4. If you need the SmartAccess feature, then you need to configure StoreFront to perform an authentication callback to a NetScaler Gateway Virtual Server on the same appliance that authenticated the user.
   1. If you need SmartAccess and are doing Single FQDN then the Callback FQDN must be different than the Single FQDN.
   2. If you need SmartAccess and are doing different FQDNs for Gateway and StoreFront, then the Callback FQDN is usually the same as the Gateway FQDN.
   3. Make sure the StoreFront server can resolve the Callback FQDN to a Gateway VIP (with matching certificate). One option is to edit the C:\Windows\System32\drivers\etc\hosts file and add an entry for the Callback FQDN.
      
   4. After configuring the HOSTS file, on the StoreFront server, open a browser and navigate to the DNS name. Make sure the Gateway vServer logon page appears.
5. In the StoreFront Console, right-click Stores and click Manage NetScaler Gateways.
   
6. Click Add.
   
7. In the General Settings page, enter a display name. This name appears in Citrix Receiver so make it descriptive.
8. Enter the NetScaler Gateway Public URL. This can be a GSLB-enabled DNS name. Click Next.
   
   
9. In the Secure Ticket Authority page, click Add.
   
10. Enter the URL to a XenDesktop Controller. This can be http or https.
    
11. Continue adding Secure Ticket Authorities (XenDesktop Controllers). Whatever Secure Ticket Authorities you add here must also be added to the NetScaler Gateway Virtual Server on the NetScaler appliance. Click Next.
    
12. In the Authentication Settings page, if you have multiple Gateways (on separate appliance pairs) connecting to one StoreFront server then then you’ll need to enter the vServer IP address (VIP) of the NetScaler Gateway Virtual Server so StoreFront can differentiate one NetScaler Gateway from another. If there’s only one Gateway communicating with this StoreFront server group, then leave the VServer IP address field empty.
13. If you need SmartAccess, then enter the Callback URL.
    • The Callback URL must resolve to any NetScaler Gateway VIP on the same appliance that authenticated the user. For multi-datacenter, edit the HOSTS file on the StoreFront server so it resolves to NetScaler appliances in the same datacenter.
    • The Callback URL Gateway Virtual Server must have a trusted and valid (matches the FQDN) certificate.
    • The Callback URL Gateway Virtual Server must not have client certificates set to Mandatory.
14. If you don’t need SmartAccess then leave the Callback URL field empty.
    
15. If you enabled two-factor authentication (LDAP and RADIUS) on your NetScaler, change the Logon type to Domain and security token. Otherwise leave it set to Domain only.
    
16. Click Create.
17. Then click Finish.
    
18. Right-click a store and click Configure Remote Access Settings.
    
19. Check the box next to Enable Remote Access.
20. Leave it set to No VPN tunnel.
    • Note: if you want Receiver to automatically launch a VPN tunnel, then see CTX200664 How to Configure Receiver for Seamless Experience Through NetScaler Gateway.
21. Check the box next to the NetScaler Gateway object you just created and then click OK.
    
22. Then in the StoreFront console, right-click Server Group and click Propagate Changes.
    

Single FQDN

Docs.citrix.com – Create a single Fully Qualified Domain Name (FQDN) to access a store internally and externally

Traditionally Receiver required separate FQDNs for StoreFront Load Balancing (internal) and NetScaler Gateway (external). Recently Citrix made some code changes to accept a single FQDN for both. This assumes that external users resolve the Single FQDN to a NetScaler Gateway VIP and internal users resolve the same FQDN to StoreFront Load Balancing VIP.

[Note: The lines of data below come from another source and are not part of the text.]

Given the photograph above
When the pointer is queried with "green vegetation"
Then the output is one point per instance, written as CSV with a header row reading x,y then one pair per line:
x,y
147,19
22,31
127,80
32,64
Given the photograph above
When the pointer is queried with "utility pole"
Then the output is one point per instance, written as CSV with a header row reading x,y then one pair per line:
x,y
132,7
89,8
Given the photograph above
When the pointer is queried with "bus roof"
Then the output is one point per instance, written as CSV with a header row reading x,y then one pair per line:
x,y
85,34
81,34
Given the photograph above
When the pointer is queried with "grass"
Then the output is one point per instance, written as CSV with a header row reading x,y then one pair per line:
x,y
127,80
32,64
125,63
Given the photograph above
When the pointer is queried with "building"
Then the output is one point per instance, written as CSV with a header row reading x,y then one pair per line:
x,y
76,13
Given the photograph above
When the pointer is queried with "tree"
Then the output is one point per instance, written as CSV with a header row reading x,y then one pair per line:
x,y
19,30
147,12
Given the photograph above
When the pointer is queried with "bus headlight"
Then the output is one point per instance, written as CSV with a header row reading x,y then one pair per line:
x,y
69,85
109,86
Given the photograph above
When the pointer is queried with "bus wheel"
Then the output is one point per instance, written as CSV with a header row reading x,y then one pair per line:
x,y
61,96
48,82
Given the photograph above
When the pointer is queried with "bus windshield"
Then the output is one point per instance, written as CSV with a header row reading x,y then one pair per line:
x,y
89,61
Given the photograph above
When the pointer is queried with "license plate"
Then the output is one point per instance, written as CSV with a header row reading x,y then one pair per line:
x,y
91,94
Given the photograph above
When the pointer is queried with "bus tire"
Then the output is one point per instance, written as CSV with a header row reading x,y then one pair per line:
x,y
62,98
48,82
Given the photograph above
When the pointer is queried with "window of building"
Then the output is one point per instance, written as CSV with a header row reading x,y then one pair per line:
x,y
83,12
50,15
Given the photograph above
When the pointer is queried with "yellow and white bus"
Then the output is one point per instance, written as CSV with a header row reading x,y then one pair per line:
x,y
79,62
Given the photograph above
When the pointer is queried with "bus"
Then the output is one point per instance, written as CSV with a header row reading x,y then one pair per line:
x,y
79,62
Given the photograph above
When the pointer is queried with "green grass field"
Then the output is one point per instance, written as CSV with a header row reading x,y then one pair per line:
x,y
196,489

Single FQDN has the following requirements:

• Receiver for Windows 4.2 or newer
• Receiver for Mac 11.9 or newer
• StoreFront 2.6 or newer
• Split DNS – different DNS resolution for internal vs external
• NetScaler 10.1 or newer

This section assumes NetScaler Gateway is in ICA Proxy mode. Different instructions are needed for when ICA Proxy is off. See docs.citrix.com for more information.

If you don’t care about email-based discovery then the configuration of Single FQDN is fairly simple. Sample DNS names are used below. Make sure the certificates match the DNS names.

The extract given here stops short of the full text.